IMAGE: Research Notes

 

 



Finding the LEADERS

A Sac State program to identify urban school leaders appears to be hitting its mark.

The six-year-old urban leadership program already has a majority of its graduates in administrative and leadership positions. They include the first Hmong principal in California, a deputy superintendent in Boston, and three former students who were accepted into Harvard's superintendent's program, says program coordinator and Educational Leadership and Policy Studies professor Lila Jacobs.

Though the program requires a substantial commitment-classes meet all day, every Saturday for a year-it draws students from all over Northern California. And Jacobs has been asked to re-create the program in the Los Angeles area.

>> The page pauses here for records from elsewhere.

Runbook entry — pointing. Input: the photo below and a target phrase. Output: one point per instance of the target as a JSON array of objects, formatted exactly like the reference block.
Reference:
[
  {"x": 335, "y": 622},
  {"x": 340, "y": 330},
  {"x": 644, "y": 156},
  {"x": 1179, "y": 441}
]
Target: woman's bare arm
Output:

Students complete coursework leading to a preliminary administrative credential, and may continue on to a master's degree, while continuing to teach in their districts.

A mixture of educators from Sac State and area school districts teach the courses. Coursework includes research, educational leadership, special education programs, legal issues, finance, supervision and evaluation, and school-community relations. The students also shadow an administrator who is a former graduate.

Urban leadership is designed for people who specifically want to serve urban areas, and many are drawn by their own school experiences. "We prepare students to be change agents," Jacobs says. "Many have experienced turnarounds in their own lives because of someone they identified with."

That may be part of the reason the students who enroll in the program tend to match the demographics—African American,
Latino, Hmong, Punjabi, Filipino—of the urban districts they serve. "Usually in urban districts there is a mismatch between staff and students," Jacobs says.